---
name: cli-doctoring-workflow
description: |-
  Use when designing or auditing CLI doctor commands, health checks, repair hints, and diagnostic UX.
  Triggers:
practices:
- pragmatic-programmer
- docs-as-code
- operational-diagnostics
hexagonal_role: supporting
consumes:
- cli-source
- command-help
- error-reports
- installation-docs
- support-history
produces:
- doctor-command-design
- diagnostic-audit
- repair-hint-plan
- health-check-contract
context_rel: []
skill_api_version: 1
user-invocable: false
context:
  window: inherit
  intent:
    mode: task
  sections:
    exclude: [HISTORY]
  intel_scope: topic
metadata:
  tier: judgment
  stability: stable
  dependencies: []
output_contract: "A doctor command design or audit that defines checks, failure classification, safe repair hints, output format, verification strategy, and user-centered diagnostic behavior."
---

# CLI Doctoring Workflow - diagnostics that move users forward

Use this skill when designing or reviewing a CLI `doctor`, `diagnose`,
`preflight`, or health-check command. The command should explain what it checked,
what failed, how confident it is, what the user can do next, and what evidence is
safe to share in a support request.

The goal is not to prove every part of a system. The goal is to catch common
environment and configuration failures early, give precise repair hints, and
avoid sending users into vague troubleshooting loops.

## Core Standard

A doctor command earns its place when it is:

- **Actionable:** every failure names the broken condition and the next useful
  step.
- **Bounded:** each check says what it can and cannot prove.
- **Safe:** diagnostics avoid secrets, destructive writes, and surprise network
  calls unless explicitly requested.
- **Fast by default:** the normal path should finish quickly; expensive checks
  require a flag.
- **Scriptable:** machines get stable exit codes and structured output.
- **Readable:** humans get concise status, grouped causes, and repair hints.

## When To Use This Skill

Use it for:

- Designing a new `doctor` or `diagnose` command.
- Auditing existing CLI health-check output.
- Adding preflight checks before install, login, sync, deploy, test, or run
  workflows.
- Turning recurring support issues into checks and repair hints.
- Reviewing whether diagnostics leak sensitive data or produce noisy advice.

Do not use it to hide real errors behind generic help text. If a primary command
can report a precise error directly, fix that command first and let doctor cover
cross-cutting environment checks.

## Inputs To Gather

Read enough of the project to identify real failure modes:

- CLI command tree, help text, and exit-code conventions.
- Install, login, config, update, and first-run paths.
- Runtime dependencies such as binaries, services, credentials, sockets,
  config files, ports, certificates, databases, and background daemons.
- Existing error messages, support tickets, issue reports, logs, and docs.
- CI, packaging, and release scripts that define supported environments.

Separate observed failures from guesses.

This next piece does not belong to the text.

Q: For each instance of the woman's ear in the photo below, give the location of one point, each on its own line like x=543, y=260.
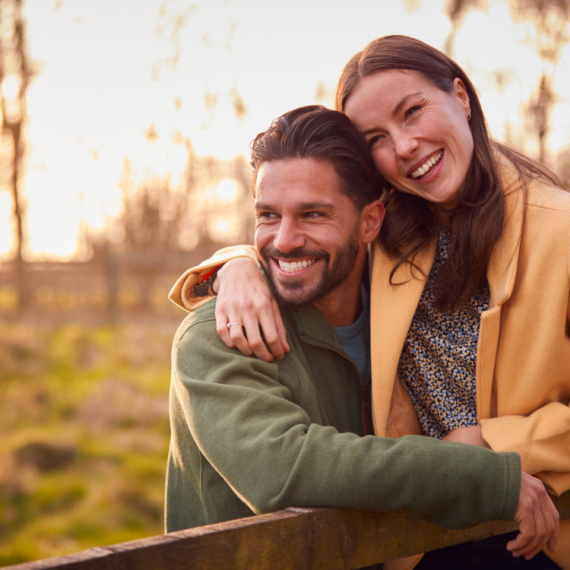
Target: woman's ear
x=371, y=221
x=461, y=93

A guessed check can be useful, but label
it as a proposed check until a real failure mode justifies it.

## Design Procedure

1. **Name the workflow being protected.** State the user task that doctor helps:
   install, authenticate, sync, deploy, serve, connect to a device, or repair a
   workspace.
2. **Map the failure chain.** List prerequisites in the order the user encounters
   them: binary present, version compatible, config readable, credentials valid,
   service reachable, permissions sufficient, data shape accepted.
3. **Choose checks with clear evidence.** Each check needs a probe, a pass
   condition, a failure condition, and a reason the check matters.
4. **Classify failures.** Use categories such as missing dependency,
   incompatible version, unavailable service, invalid credentials, corrupt
   config, permission denied, stale cache, unsupported platform, or unknown.
5. **Write repair hints.** Prefer exact commands or file paths. If a repair is
   risky, explain the risk and require user confirmation outside doctor.
6. **Define output modes.** Human output should be compact and grouped.
   Structured output should be stable JSON for automation and support bundles.
7. **Set exit semantics.** A clean bill exits 0. User-fixable failures exit a
   nonzero code distinct from internal doctor errors when the CLI already has an
   exit-code convention.
8. **Verify with fixtures.** Test passing, failing, partial, slow, offline, and
   redacted-output cases. Include at least one regression check from a real bug
   or support issue when available.

## Check Contract

Define each health check with this shape:

| Field | Purpose |
| --- | --- |
| `id` | Stable machine name, such as `config.readable` or `auth.token.valid`. |
| `scope` | Local, workspace, account, network, service, device, or update. |
| `probe` | What the command does to collect evidence. |
| `pass` | Exact condition that counts as healthy. |
| `fail` | Exact condition that counts as unhealthy. |
| `severity` | `error`, `warning`, or `info`; avoid more levels unless the CLI already uses them. |
| `confidence` | High when evidence proves the cause; lower when it is a symptom. |
| `repair` | User action, command, or documentation link that addresses the likely cause. |
| `redaction` | Data that must be hidden in human, JSON, logs, and support output. |
| `timeout` | Maximum wait time and fallback behavior for slow probes. |

If a check cannot produce a useful repair hint, reconsider whether it belongs in
the default doctor run.

## Output Shape

Human output should answer four questions:

1. What was checked?
2. What failed?
3. What should I do next?
4. What can I share safely if I need help?

Recommended human shape:

```text
Checking workspace
  OK   config.readable        Loaded ./tool.yaml
  FAIL auth.token.valid       Token expired 2026-06-01
       Fix: run `tool login` and retry `tool doctor`

Summary: 1 failure, 0 warnings, 3 passed
Next: fix the failed check above, then run `tool doctor` again
```

Recommended JSON shape:

```json
{
  "status": "fail",
  "summary": {"passed": 3, "warnings": 0, "failed": 1},
  "checks": [
    {
      "id": "auth.token.valid",
      "status": "fail",
      "severity": "error",
      "confidence": "high",
      "message": "Token is expired.",
      "repair": {"command": "tool login"},
      "redacted": true
    }
  ]
}
```

Keep JSON stable. Add fields; do not rename existing fields casually once users
or support tooling depend on them.

## Repair Hint Rules

- Give the shortest safe action that fixes the likely cause.
- Prefer commands the CLI owns over shell fragments that vary by platform.
- Include file paths only when they are relevant and safe to reveal.
- Do not print secrets, tokens, private URLs, full environment dumps, or raw
  headers.
- Mark destructive repairs as manual instructions unless the command has an
  explicit `--fix` mode with confirmation and dry-run behavior.
- When multiple causes are possible, say what evidence would distinguish them.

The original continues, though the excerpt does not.